Il Consorzio è una delle forme associative imprenditoriali tra le più longeve d’Italia, nel settore agrario i consorzi sono infatti presenti sin dalla metà del XIX secolo. Il loro obiettivo è quello di unire le forze di più imprenditori e delle rispettive imprese per meglio collocarsi sul mercato: oggi diremmo nazionale e internazionale. Ne sono un esempio, proprio nel settore agrario, i consorzi di tutela dei vini e dei prodotti agroalimentari della Maremma Toscana. Principalmente essi sono costituiti da imprese, ma non è raro che vi entrino a far parte enti pubblici o istituti di ricerca. Se da un lato il consorzio agevola l’approvvigionamento di beni e mezzi per le singole imprese, e dall’unione di esse nascono soggetti più forti per competere sui mercati di riferimento, è anche vero che il consorzio può avere come effetto collaterale la riduzione della concorrenza. Quest’ultimo non è l’unico limite, anche altri aspetti del consorzio possono essere considerati non favorevoli, ad esempio sotto l’aspetto della raccolta degli investimenti, dal momento che la partecipazione di singole persone non è ammessa. Per meglio comprendere i limiti presentiamo una comparazione tra consorzio e gruppo societario quotato in Borsa.
Consorzi e società quotate in Borsa a confronto
Le società quotate in Borsa in alcuni casi si costituiscono in gruppi (esempio: Enel Group), ma a differenza dei consorzi, i gruppi imprenditoriali quotati presso la Borsa di Milano possono essere partecipati anche da piccoli investitori attraverso l’acquisto di azioni, partecipando agli aumenti di capitale o più semplicemente operando come trader sui CFD. Di particolare interesse è quest’ultima modalità d’investimento, ovvero quella dei contratti per differenza.
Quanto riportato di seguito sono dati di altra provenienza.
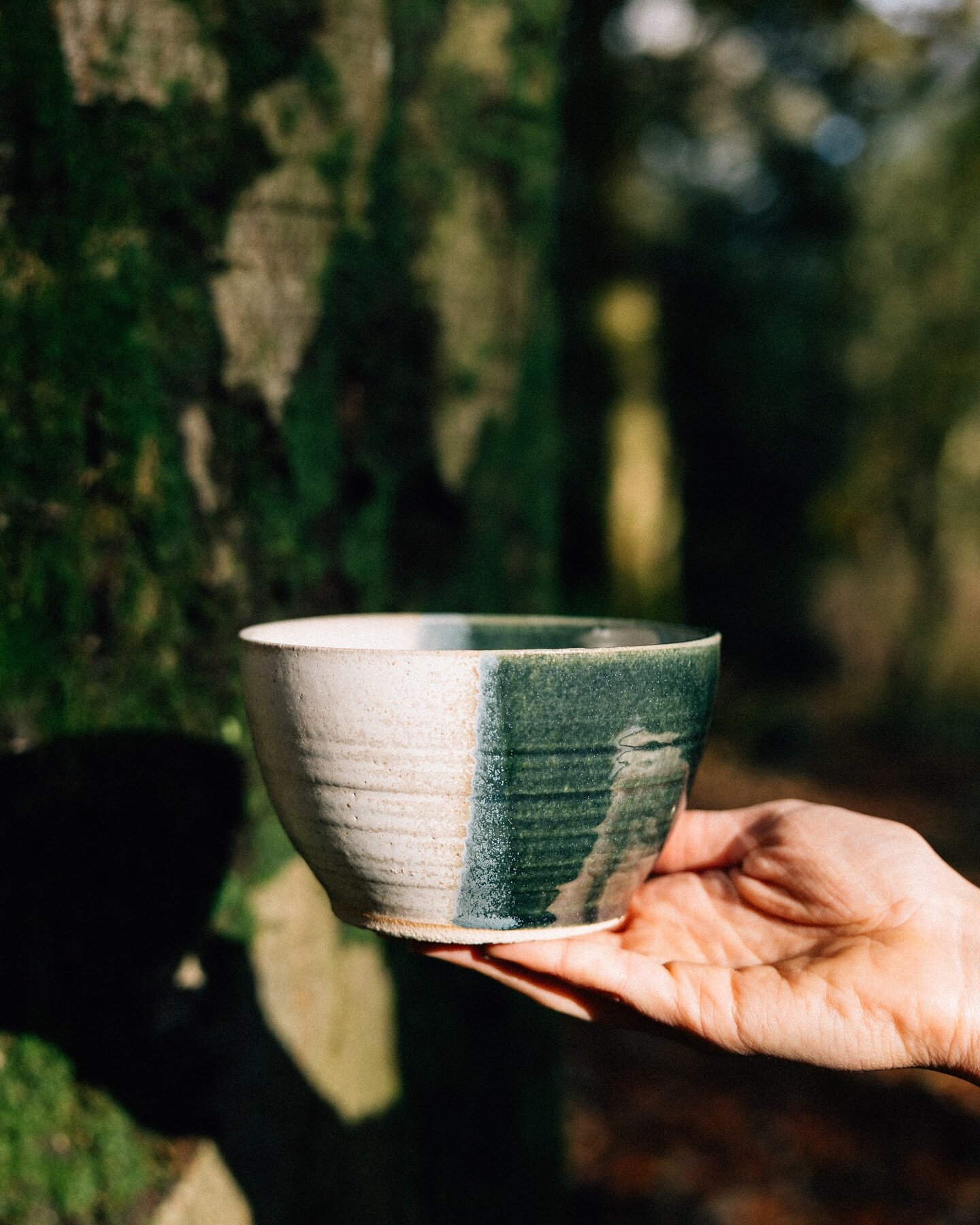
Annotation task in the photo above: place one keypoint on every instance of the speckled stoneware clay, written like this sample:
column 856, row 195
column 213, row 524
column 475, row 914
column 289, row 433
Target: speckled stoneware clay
column 478, row 778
Per capire come funzionano i CFD, ipotizziamo che un individuo voglia investire sulla Piaggio & C. (PIA) ma che non voglia acquistare azioni di quest’ultima. Utilizzando lo strumento derivato dei CFD, l’investitore potrà fare leva solo sul valore delle azioni PIA, evitando di doverle acquistare effettivamente e consentendogli di operare su di esse a qualsiasi condizione di mercato: in fase di ribasso o in fase di rialzo. Anche attraverso quest’ultimo esempio la differenza tra un consorzio agrario e una società quotata in Borsa è evidente. Un consorzio può avvalersi solo dei contributi economici iniziali e dei contributi successivi aggiunti dalle imprese consorziate, mentre una società quotata alla Borsa Italiana può beneficiare degli investimenti di un’amplissima platea di persone, le quali a loro volta hanno molteplici strumenti finanziari a disposizione con cui investire. Al netto degli aspetti positivi delle società listate nelle borse internazionali vi è un “pedaggio” che queste ultime devono pagare, ed è la minor indipendenza dal momento che le decisioni sono condivise con gli azionisti, tuttavia anche un consorzio è soggetto a decisioni collegiali composta dall’assemblea e dall’organo direttivo.
Concludendo
Riassumendo possiamo dire che i consorzi ben si adattano ad amplificare la capacità imprenditoriale di piccole imprese a conduzione familiare o gestite da un solo imprenditore, il cui obiettivo è sfruttare la forza della cooperazione tra aziende per accrescere il fatturato. Una società quotata si prefigge invece obiettivi di maggiore espansione, quasi sempre internazionale, anzi, mondiale ed ha per questo bisogno di molti più investitori, singole persone comprese.